In all, this is one of those novels that bookshops must hate: not 'hard' enough to be specific, not 'weird' enough to be fantasy, too realistic for the humour section and yet too humorous to shelve easily with the lit fic. And that, I suspect is going to prove to be its charm; for those who do read it, it's a singular take on the world, and it will either resonate with you or leave you cold. … But I can recommend that you try it — if you like distinctive fiction that rings no bells and blows no whistles but creeps up on you with its absurdities, this book will satisfy you, as it did me. – Kay Sexton, ‘Novel Review – Living with the Truth’, 12 June 2008
I’ve quoted this paragraph many times but in my heart of hearts it bothers me because it underlines the fact that I’d produced a book that was neither fish nor fowl and I’ve found that can put people off. 

Genres are not new. The earliest recorded systems of genre in Western history can be traced back to Plato and Aristotle.
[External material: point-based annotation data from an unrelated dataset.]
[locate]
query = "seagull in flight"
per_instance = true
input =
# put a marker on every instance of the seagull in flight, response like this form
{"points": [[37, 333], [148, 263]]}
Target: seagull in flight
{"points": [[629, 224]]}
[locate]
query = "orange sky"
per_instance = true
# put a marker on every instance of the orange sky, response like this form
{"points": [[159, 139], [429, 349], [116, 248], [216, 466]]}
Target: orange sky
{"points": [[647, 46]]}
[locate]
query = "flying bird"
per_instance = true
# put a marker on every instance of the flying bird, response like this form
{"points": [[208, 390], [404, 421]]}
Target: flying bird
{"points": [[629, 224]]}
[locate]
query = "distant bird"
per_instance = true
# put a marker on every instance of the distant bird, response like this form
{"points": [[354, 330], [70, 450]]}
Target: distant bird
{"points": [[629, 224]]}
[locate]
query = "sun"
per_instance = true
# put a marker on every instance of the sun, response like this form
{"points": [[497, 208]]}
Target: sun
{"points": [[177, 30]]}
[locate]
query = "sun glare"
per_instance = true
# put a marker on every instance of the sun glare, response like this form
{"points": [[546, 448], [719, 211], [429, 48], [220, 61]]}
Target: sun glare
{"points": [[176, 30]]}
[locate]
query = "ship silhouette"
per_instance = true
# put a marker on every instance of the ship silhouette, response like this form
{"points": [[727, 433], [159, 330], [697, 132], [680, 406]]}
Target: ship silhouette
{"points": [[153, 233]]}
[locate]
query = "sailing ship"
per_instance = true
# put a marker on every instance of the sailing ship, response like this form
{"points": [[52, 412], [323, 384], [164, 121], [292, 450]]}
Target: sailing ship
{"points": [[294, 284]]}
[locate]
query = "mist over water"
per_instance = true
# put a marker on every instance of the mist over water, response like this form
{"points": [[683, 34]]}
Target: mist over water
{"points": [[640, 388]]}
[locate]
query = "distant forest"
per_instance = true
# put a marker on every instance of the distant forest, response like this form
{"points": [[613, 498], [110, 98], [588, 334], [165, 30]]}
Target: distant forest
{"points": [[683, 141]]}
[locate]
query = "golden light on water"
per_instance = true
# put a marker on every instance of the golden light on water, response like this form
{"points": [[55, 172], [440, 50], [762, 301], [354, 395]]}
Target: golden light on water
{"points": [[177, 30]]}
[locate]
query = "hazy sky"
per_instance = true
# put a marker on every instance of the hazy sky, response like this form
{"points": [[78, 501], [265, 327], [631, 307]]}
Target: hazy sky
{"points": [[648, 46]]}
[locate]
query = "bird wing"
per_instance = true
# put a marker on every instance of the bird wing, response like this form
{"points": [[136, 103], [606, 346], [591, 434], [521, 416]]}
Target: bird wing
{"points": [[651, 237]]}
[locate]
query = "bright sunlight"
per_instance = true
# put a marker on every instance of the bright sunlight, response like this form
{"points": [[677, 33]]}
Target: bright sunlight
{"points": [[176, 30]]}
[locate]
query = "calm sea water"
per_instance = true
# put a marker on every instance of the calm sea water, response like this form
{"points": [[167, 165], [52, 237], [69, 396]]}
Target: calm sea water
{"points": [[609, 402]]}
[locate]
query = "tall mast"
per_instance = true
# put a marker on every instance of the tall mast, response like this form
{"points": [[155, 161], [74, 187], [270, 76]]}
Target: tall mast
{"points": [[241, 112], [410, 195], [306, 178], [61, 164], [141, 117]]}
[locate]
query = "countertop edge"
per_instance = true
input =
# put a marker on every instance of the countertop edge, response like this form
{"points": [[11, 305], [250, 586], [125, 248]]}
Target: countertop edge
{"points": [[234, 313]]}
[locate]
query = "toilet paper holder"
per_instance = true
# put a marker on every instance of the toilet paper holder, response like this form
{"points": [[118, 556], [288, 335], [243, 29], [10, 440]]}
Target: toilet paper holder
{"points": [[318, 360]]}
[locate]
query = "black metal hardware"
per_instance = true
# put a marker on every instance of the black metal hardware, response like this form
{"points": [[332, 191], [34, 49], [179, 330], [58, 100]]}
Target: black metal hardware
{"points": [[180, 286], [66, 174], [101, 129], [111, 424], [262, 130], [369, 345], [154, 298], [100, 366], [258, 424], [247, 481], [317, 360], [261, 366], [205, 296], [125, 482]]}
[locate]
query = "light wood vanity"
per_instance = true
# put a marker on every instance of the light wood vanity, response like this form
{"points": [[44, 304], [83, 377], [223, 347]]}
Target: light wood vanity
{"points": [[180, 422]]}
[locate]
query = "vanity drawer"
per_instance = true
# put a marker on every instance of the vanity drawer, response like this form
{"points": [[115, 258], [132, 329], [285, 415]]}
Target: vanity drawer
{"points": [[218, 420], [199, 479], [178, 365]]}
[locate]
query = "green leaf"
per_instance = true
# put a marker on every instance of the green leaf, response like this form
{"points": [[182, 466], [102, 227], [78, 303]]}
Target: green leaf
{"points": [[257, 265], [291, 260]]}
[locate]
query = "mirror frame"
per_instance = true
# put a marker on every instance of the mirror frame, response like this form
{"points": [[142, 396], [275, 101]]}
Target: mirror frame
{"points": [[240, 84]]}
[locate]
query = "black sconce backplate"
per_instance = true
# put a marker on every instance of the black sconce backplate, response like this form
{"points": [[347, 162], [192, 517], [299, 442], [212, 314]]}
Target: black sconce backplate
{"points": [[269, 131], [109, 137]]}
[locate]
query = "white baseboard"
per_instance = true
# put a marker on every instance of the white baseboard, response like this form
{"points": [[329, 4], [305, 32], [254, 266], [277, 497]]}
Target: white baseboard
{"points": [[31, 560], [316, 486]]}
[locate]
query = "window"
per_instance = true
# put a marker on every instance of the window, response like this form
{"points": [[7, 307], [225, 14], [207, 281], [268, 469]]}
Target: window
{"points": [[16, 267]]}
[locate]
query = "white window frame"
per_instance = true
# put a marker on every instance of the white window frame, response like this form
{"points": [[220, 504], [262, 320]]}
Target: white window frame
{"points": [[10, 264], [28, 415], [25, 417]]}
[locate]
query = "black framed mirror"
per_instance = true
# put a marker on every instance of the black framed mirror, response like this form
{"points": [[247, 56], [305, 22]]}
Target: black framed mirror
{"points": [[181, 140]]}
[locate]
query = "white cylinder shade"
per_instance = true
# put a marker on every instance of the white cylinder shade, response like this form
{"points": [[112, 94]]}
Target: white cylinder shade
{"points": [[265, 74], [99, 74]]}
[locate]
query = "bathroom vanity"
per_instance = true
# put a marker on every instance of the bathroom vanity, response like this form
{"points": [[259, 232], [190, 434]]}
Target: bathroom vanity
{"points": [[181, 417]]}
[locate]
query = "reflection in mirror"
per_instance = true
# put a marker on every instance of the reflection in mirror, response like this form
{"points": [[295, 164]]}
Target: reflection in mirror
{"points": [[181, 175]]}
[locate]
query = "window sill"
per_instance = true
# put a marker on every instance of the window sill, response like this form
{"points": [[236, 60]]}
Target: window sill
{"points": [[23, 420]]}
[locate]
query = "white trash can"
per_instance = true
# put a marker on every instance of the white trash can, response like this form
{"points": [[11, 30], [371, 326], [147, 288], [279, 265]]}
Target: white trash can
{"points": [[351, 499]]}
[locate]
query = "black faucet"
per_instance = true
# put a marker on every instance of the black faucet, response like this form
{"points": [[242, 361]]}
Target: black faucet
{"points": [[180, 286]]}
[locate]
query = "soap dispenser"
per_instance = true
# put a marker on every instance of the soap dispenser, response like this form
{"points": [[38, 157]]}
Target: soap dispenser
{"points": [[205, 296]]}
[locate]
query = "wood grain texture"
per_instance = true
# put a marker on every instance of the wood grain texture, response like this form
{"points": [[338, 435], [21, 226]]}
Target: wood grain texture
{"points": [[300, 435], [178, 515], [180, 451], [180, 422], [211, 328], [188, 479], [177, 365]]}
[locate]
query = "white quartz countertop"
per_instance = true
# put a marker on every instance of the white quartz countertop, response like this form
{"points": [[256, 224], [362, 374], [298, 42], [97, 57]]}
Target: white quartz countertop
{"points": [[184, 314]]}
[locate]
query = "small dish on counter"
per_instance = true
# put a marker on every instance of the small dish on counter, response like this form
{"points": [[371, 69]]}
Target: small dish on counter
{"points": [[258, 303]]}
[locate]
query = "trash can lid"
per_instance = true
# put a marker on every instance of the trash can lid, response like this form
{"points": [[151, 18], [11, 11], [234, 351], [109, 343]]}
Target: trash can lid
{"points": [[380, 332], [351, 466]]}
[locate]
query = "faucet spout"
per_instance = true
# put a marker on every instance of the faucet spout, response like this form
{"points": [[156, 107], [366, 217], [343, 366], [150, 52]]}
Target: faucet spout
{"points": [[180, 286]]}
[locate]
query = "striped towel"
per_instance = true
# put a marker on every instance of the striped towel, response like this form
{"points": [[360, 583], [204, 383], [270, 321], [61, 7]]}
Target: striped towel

Aristotle's system distinguished four types of classical genres: tragedy, epic, comedy, and parody and these still stand as the four pillars that hold up all writing. Oh how things have changed. In his essay “‘An Arousing and Fulfilment of Desires': The Rhetoric of Genre in the Process Era—and Beyond” genre theorist Richard Coe talks about something he calls “the tyranny of the genre” and says that this “is normally taken to signify how generic structures constrain individual creativity.” It constrains creativity because of reader expectation. If you pick up a novel by Catherine Cookson you expect certain things. The same goes for James Patterson or Agatha Christie. Labelling anything is a direct message to the purchaser: This is what you’re supposed to do with the contents of this packet or tin or book, e.g. Empty the contents in a pan. Bring to the boil and simmer for 3 – 4 minutes stirring continuously. If you tell a reader up front that the book he has in his hands is a mystery he or she will read it accordingly and expect certain things from it. People may bitch about rules but the fact is we secretly prefer them; they provide an element of security.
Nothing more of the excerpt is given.